„Im BIM-Modell sollen automatisierte Checks durchgeführt werden“
Interview mit Prof. Dr.-Ing. Markus König von der Ruhr-Universität Bochum
Prof. Dr.-Ing. Markus König ist Mitherausgeber des im bSD Verlag erschienen Fachbuchs „BIM und Baugenehmigung“. Im Interview sprachen wir mit ihm über den Stand der digitalen Baugenehmigung in Deutschland, die dabei auftretenden Herausforderungen sowie die Unterschiede zwischen dem digitalen Bauantragsverfahren und dem BIM-basierten Prüfverfahren.
Herr König, zum Einstieg: Die Digitalisierung der Baugenehmigung und deren Einführung liegt bei den einzelnen Bundesländern, oder?

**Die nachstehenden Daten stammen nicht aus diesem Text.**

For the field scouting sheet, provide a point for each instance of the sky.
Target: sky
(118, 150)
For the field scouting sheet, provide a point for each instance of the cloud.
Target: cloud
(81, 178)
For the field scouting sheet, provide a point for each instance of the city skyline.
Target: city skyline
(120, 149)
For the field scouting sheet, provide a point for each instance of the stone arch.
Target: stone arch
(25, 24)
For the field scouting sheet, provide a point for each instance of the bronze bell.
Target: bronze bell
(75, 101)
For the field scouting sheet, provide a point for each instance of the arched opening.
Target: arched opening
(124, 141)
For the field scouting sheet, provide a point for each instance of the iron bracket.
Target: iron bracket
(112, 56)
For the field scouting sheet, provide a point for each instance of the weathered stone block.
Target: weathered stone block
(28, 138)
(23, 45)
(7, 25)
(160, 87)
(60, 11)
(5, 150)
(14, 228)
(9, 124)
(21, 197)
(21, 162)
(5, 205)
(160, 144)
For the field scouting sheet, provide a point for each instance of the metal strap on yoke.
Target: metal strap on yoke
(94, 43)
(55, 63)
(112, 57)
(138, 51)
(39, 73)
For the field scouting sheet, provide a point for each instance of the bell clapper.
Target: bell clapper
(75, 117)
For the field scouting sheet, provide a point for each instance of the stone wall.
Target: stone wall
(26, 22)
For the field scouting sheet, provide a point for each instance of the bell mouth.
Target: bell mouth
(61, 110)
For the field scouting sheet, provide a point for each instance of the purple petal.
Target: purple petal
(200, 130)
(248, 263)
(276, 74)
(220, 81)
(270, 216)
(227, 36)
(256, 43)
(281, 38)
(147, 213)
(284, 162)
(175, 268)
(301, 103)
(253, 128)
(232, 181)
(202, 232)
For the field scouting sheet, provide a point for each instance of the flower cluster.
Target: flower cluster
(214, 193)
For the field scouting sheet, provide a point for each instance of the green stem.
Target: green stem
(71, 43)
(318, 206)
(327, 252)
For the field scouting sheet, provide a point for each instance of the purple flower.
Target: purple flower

Ja, genau. Die Einführung ist Ländersache und sogar Sache der einzelnen Kommunen und Bauaufsichtsbehörden. Das Onlinezugangsgesetz (OZG) schreibt vor, dass Verwaltungsprozesse digitalisiert werden müssen. Das betrifft selbstverständlich auch den Bauantragsprozess. Deshalb haben sich die meisten Bundesländer zusammengeschlossen und beschlossen, eine einheitliche Abgabeplattform zu entwickeln. Damit kann eine einheitliche und effiziente Leistung angeboten werden. So ist schließlich die EFA-Lösung "Eine für Alle" entstanden. Mecklenburg-Vorpommern hat dabei die Leitung übernommen und gestaltet den Gesamtprozess. Außerdem wurde für diesen Prozess ein digitales Nachrichtenformat entwickelt, der XBau-Standard. XBau ist ein Standard, in dem festgelegt ist, wie Antragsnachrichten weitergeleitet und Antworten zurückgesendet werden.
Wie hängt dieser Prozess mit der Methode Building Information Modeling (BIM) zusammen?
Dieser Digitalisierungsprozess ist zunächst einmal unabhängig von BIM. Hier geht es darum, Daten und Nachrichten zwischen den Beteiligten digital auszutauschen. Früher wurde das Papier in die Behörde getragen, jetzt können über eine Onlineplattform PDF-Dateien eingereicht werden, welche dann in den Prozess hineingehen. Das ist der Kern eines digitalen Bauantragsverfahrens. Wir sprechen dabei noch nicht von einer digitalen Prüfung, sondern von einem digitalen Bauantragsverfahren.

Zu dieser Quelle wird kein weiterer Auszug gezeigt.